Sie ließ das Papier auf ihre Bettdecke sinken und trank die Schokolade. Da kein Datum darauf stand, musste es wohl ein Rendezvous für heute Nacht sein. War Cosimo so kurzfristig bereit? Aber das war eine echt rhetorische Frage. Er war sicher bereit und wartete nur auf Ort und Zeit, um die Falle zuschnappen zu lassen.

Langsam spürte sie, wie eine kalte Distanz sie erfüllte. Wenn sie diesen Tag und Abend überstehen sollte, musste sie ihre Phantasie abstellen. Sie trank den Rest der Schokolade, stellte die Tasse beiseite und griff nach der Klingel.

Cosimo war in der Eingangshalle, als sie eine halbe Stunde später herunterkam, mit der Nachricht von Bonaparte im Ärmel.

»Guten Morgen, Madame.« Er verbeugte sich mit einem höflichen Lächeln, aber seine scharfen, blauen Augen untersuchten ihr Äußeres sehr genau.

»Charles«, gab sie zur Antwort und ging in Richtung Salon. »Es gibt ein paar Besorgungen, von denen ich möchte, dass Ihr sie heute Vormittag für mich erledigt. Kommt bitte zu mir in den Salon… oh, und bringt mir bitte einen Kaffee.«

»Sicher, Madame.« Er machte sich auf den Weg in die Küche und dachte mit einem halben Lächeln, dass Meg keine Probleme mit der hochmütigen Seite ihrer Rolle hatte.

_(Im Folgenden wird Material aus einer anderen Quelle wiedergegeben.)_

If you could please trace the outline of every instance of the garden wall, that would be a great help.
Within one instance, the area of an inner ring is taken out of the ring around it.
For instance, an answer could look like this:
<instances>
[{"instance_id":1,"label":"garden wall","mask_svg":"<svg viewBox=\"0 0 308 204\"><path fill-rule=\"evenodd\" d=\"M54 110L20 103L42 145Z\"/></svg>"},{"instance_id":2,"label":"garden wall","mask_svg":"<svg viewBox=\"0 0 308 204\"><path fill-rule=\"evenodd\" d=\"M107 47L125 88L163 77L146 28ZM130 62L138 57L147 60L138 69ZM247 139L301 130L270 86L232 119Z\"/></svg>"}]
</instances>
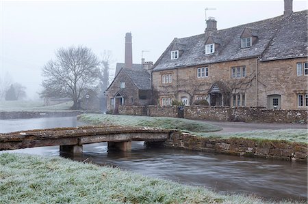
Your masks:
<instances>
[{"instance_id":1,"label":"garden wall","mask_svg":"<svg viewBox=\"0 0 308 204\"><path fill-rule=\"evenodd\" d=\"M307 162L307 145L283 141L264 141L252 139L209 139L176 132L165 141L166 147L216 152L235 156L296 160Z\"/></svg>"},{"instance_id":2,"label":"garden wall","mask_svg":"<svg viewBox=\"0 0 308 204\"><path fill-rule=\"evenodd\" d=\"M120 106L120 115L177 117L177 106ZM224 121L307 123L307 110L269 110L261 108L185 106L184 118Z\"/></svg>"},{"instance_id":3,"label":"garden wall","mask_svg":"<svg viewBox=\"0 0 308 204\"><path fill-rule=\"evenodd\" d=\"M269 110L261 108L190 106L184 117L194 119L307 123L307 110Z\"/></svg>"}]
</instances>

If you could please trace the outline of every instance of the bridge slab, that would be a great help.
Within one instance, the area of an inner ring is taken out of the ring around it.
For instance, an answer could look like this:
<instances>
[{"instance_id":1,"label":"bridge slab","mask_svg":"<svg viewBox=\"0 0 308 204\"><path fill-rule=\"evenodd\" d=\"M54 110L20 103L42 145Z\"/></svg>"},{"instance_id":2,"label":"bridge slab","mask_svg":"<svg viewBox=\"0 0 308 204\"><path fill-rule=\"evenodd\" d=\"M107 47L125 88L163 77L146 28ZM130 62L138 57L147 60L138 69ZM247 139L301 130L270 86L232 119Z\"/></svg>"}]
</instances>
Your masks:
<instances>
[{"instance_id":1,"label":"bridge slab","mask_svg":"<svg viewBox=\"0 0 308 204\"><path fill-rule=\"evenodd\" d=\"M62 152L81 154L83 150L82 145L60 145L60 151Z\"/></svg>"}]
</instances>

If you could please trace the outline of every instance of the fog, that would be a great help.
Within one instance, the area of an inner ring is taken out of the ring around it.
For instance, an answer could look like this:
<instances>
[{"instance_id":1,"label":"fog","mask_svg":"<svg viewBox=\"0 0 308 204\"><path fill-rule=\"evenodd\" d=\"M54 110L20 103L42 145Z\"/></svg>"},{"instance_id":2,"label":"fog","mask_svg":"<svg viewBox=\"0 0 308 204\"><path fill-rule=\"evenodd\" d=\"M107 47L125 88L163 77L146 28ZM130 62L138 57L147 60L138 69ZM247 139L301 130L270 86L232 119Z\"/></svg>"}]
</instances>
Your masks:
<instances>
[{"instance_id":1,"label":"fog","mask_svg":"<svg viewBox=\"0 0 308 204\"><path fill-rule=\"evenodd\" d=\"M27 87L28 99L38 98L44 63L55 51L84 45L99 57L124 62L124 36L133 35L133 61L155 62L174 38L202 33L205 8L218 29L283 14L283 1L0 1L0 78L11 77ZM294 12L307 9L294 1Z\"/></svg>"}]
</instances>

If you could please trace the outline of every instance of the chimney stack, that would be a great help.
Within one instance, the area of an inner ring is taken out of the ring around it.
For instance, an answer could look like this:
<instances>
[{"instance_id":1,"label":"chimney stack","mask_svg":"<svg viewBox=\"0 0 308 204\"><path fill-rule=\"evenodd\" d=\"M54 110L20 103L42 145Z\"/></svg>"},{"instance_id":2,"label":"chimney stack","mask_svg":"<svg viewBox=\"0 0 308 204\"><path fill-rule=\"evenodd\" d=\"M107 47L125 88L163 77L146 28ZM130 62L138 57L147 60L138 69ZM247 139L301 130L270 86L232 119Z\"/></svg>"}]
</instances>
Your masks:
<instances>
[{"instance_id":1,"label":"chimney stack","mask_svg":"<svg viewBox=\"0 0 308 204\"><path fill-rule=\"evenodd\" d=\"M131 33L126 33L125 35L125 68L133 68L133 49L131 46Z\"/></svg>"},{"instance_id":2,"label":"chimney stack","mask_svg":"<svg viewBox=\"0 0 308 204\"><path fill-rule=\"evenodd\" d=\"M214 17L209 17L207 20L207 28L205 31L217 31L217 21Z\"/></svg>"},{"instance_id":3,"label":"chimney stack","mask_svg":"<svg viewBox=\"0 0 308 204\"><path fill-rule=\"evenodd\" d=\"M285 0L283 16L290 16L293 13L293 0Z\"/></svg>"}]
</instances>

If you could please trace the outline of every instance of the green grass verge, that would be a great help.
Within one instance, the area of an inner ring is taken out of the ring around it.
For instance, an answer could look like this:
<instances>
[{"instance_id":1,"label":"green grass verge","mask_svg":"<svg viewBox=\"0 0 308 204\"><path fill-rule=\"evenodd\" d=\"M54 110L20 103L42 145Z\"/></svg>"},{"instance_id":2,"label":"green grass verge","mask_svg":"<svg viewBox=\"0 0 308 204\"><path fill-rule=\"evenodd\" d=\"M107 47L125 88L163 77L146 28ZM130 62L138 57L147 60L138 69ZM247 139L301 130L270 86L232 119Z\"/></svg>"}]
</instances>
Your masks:
<instances>
[{"instance_id":1,"label":"green grass verge","mask_svg":"<svg viewBox=\"0 0 308 204\"><path fill-rule=\"evenodd\" d=\"M0 111L69 111L73 102L52 106L44 106L44 101L1 101Z\"/></svg>"},{"instance_id":2,"label":"green grass verge","mask_svg":"<svg viewBox=\"0 0 308 204\"><path fill-rule=\"evenodd\" d=\"M274 203L58 157L8 153L0 154L0 203Z\"/></svg>"},{"instance_id":3,"label":"green grass verge","mask_svg":"<svg viewBox=\"0 0 308 204\"><path fill-rule=\"evenodd\" d=\"M216 126L198 121L167 117L115 115L105 114L82 114L78 119L92 124L149 126L183 131L207 132L222 130Z\"/></svg>"},{"instance_id":4,"label":"green grass verge","mask_svg":"<svg viewBox=\"0 0 308 204\"><path fill-rule=\"evenodd\" d=\"M192 132L192 134L209 138L244 138L255 141L283 141L288 143L308 143L307 129L260 130L230 133Z\"/></svg>"}]
</instances>

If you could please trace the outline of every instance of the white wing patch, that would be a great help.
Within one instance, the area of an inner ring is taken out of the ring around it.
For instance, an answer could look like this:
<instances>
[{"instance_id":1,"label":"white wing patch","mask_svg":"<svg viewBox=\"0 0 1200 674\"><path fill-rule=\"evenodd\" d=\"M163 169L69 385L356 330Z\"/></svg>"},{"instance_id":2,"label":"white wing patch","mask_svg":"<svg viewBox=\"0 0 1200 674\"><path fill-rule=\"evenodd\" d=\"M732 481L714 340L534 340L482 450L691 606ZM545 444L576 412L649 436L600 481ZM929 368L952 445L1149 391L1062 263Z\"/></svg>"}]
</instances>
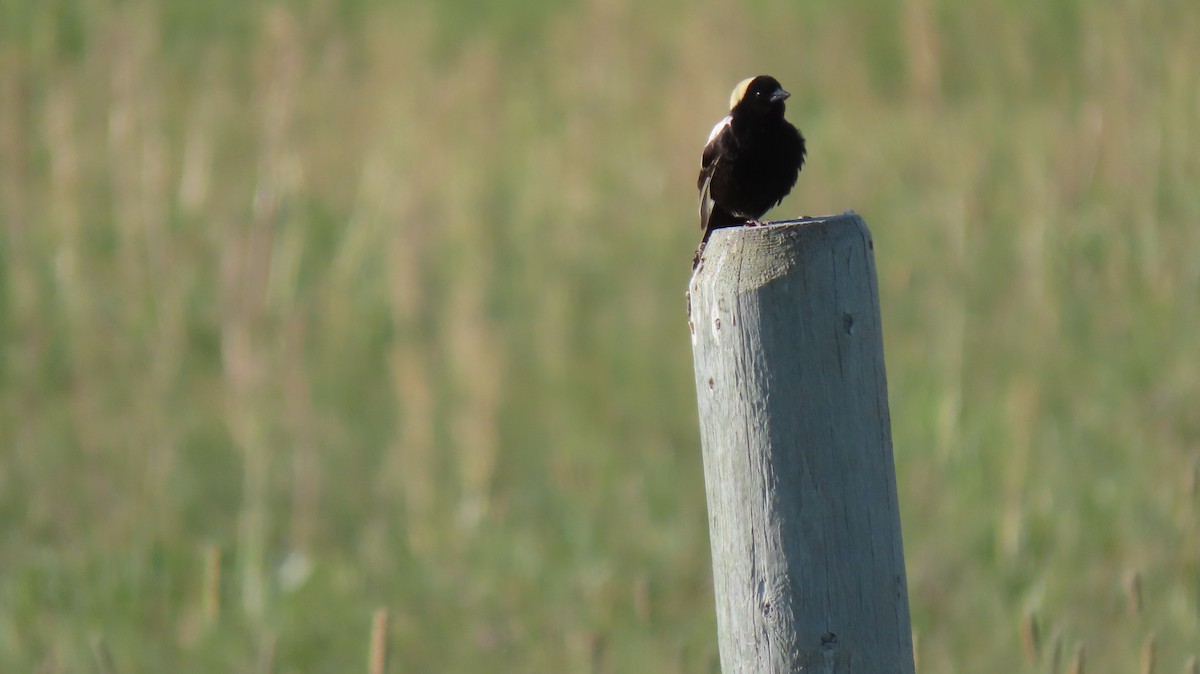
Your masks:
<instances>
[{"instance_id":1,"label":"white wing patch","mask_svg":"<svg viewBox=\"0 0 1200 674\"><path fill-rule=\"evenodd\" d=\"M709 118L709 119L712 119L712 118ZM721 121L716 122L716 126L713 127L713 131L709 132L709 134L708 134L708 143L712 143L713 140L716 140L716 136L719 133L721 133L721 131L725 127L730 126L731 124L733 124L733 115L725 115L725 118L721 119ZM708 143L704 143L704 144L708 145Z\"/></svg>"},{"instance_id":2,"label":"white wing patch","mask_svg":"<svg viewBox=\"0 0 1200 674\"><path fill-rule=\"evenodd\" d=\"M721 160L713 160L713 163L720 162ZM715 166L714 166L715 168ZM709 173L708 177L704 179L704 186L700 189L700 228L708 229L708 218L713 217L713 206L716 201L713 200L713 193L709 189L713 185L713 174Z\"/></svg>"}]
</instances>

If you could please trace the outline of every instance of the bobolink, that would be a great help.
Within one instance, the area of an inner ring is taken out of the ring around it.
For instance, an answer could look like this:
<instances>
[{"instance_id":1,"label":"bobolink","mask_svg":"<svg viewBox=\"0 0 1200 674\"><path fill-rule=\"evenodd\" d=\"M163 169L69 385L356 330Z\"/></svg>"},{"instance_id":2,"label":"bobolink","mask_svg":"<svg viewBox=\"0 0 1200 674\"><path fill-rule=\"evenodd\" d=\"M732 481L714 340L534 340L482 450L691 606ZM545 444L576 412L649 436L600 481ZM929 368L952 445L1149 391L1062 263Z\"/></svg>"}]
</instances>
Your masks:
<instances>
[{"instance_id":1,"label":"bobolink","mask_svg":"<svg viewBox=\"0 0 1200 674\"><path fill-rule=\"evenodd\" d=\"M757 224L796 185L805 150L804 137L784 119L788 96L770 76L744 79L730 96L730 114L708 134L697 182L704 230L697 265L714 229Z\"/></svg>"}]
</instances>

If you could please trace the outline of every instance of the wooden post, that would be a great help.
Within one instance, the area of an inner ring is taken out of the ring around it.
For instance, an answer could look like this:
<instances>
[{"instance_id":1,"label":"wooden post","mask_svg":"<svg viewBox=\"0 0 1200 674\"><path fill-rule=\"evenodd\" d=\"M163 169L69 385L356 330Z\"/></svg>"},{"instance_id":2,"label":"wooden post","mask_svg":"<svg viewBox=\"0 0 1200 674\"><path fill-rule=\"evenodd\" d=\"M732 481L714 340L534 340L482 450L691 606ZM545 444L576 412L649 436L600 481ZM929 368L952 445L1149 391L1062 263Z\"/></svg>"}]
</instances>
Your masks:
<instances>
[{"instance_id":1,"label":"wooden post","mask_svg":"<svg viewBox=\"0 0 1200 674\"><path fill-rule=\"evenodd\" d=\"M689 288L725 674L911 674L871 235L713 234Z\"/></svg>"}]
</instances>

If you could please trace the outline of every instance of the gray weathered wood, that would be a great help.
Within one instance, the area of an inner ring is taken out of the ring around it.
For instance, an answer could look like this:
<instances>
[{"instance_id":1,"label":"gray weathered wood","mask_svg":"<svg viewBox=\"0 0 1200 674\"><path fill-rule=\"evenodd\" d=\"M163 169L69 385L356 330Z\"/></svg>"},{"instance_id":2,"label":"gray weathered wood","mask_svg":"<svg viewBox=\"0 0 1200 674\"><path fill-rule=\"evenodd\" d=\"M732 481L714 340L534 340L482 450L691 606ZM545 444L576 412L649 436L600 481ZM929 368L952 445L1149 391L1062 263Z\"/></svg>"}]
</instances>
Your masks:
<instances>
[{"instance_id":1,"label":"gray weathered wood","mask_svg":"<svg viewBox=\"0 0 1200 674\"><path fill-rule=\"evenodd\" d=\"M912 673L866 224L715 231L689 314L722 672Z\"/></svg>"}]
</instances>

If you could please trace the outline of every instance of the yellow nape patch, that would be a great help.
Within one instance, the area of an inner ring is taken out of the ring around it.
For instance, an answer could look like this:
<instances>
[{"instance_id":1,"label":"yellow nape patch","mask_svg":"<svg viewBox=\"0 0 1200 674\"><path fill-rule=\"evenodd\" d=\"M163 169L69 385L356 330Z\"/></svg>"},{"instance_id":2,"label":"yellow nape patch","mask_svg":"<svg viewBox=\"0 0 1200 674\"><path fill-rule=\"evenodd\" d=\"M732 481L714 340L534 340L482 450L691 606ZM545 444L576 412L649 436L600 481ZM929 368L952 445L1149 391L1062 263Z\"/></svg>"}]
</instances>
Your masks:
<instances>
[{"instance_id":1,"label":"yellow nape patch","mask_svg":"<svg viewBox=\"0 0 1200 674\"><path fill-rule=\"evenodd\" d=\"M730 109L732 110L734 106L742 102L742 97L746 95L746 89L750 88L750 83L754 82L752 77L748 77L738 83L733 88L733 94L730 94Z\"/></svg>"}]
</instances>

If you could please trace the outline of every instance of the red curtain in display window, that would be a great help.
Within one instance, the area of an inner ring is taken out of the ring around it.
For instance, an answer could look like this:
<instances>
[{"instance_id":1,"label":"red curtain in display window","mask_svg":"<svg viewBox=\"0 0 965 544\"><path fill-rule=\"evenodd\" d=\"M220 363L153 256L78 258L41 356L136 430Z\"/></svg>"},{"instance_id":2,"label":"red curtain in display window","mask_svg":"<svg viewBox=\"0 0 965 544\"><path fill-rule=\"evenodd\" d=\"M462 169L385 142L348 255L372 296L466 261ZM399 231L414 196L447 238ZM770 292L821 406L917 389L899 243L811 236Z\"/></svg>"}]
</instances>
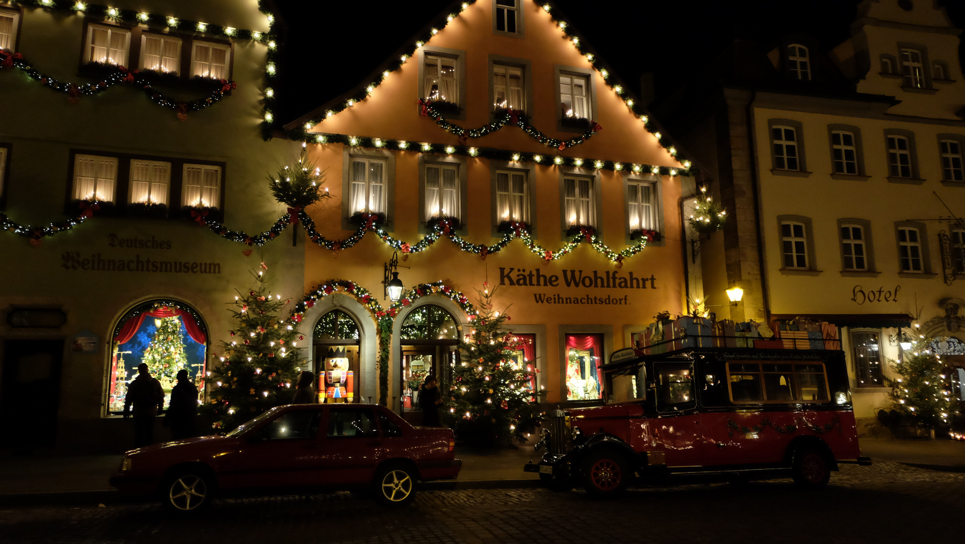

Er trug ein Tablett mit Kaffee in den Salon und stellte ihn auf den Tisch. Meg saß mit dem Rücken zu ihm an ihrem Sekretär und schien seine Anwesenheit für ein paar Minuten nicht zu bemerken. Er hustete und sagte: »Soll ich den Kaffee einschenken, Madame?«

»Oh, ja, danke, Charles«, sagte sie abwesend.

Cosimo sah sich in dem leeren Salon um. Die Fenster waren geschlossen, die Tür war geschlossen, keine gespitzten Ohren schienen in der Nähe zu sein. Also gab es eigentlich keinen Grund für Meg, sich so sorgsam an ihre Rolle zu halten. Er goss ihr Kaffee ein und sagte: »Ihr habt irgendwelche Befehle für mich, Madame?«

Da drehte sie sich um, und er suchte vergeblich nach dem spöttischen Glitzern in ihren Augen, das er erwartet hatte. Aber ihr Gesicht war wie aus Porzellan geformt, keine Spur von irgendwelchen Gefühlen zu erkennen. Schweigend hielt sie ihm das Papier hin.

Er sah es sich an und nickte. »Du hast eine Verabredung zum Mittagessen mit Madame Beaufort?«

»Ja.«

»Dann musst du sie einhalten. Tu alles, was du vorhattest, ändere nichts an deinen Plänen.«

»Aber heute Abend sollte ich mit Major Guillaume und seinen Freunden in ein Konzert gehen.«

»Natürlich musst du da absagen. Ich glaube, es wäre zweckmäßig, wenn du beim Mittagessen erwähnst, dass du dich etwas kränklich fühlst… nichts Ernstes, vielleicht nur zu viel Sonne. Ich werde deine Nachricht, mit der du Guillaume absagst, hinbringen, nachdem ich dich von den Beauforts abgeholt habe.« Er sprach schnell und entschlossen, faltete Bonapartes Karte zusammen und steckte sie in die Innentasche seiner Weste.

»Und dann?«, fragte Meg in unverändert distanziertem Ton.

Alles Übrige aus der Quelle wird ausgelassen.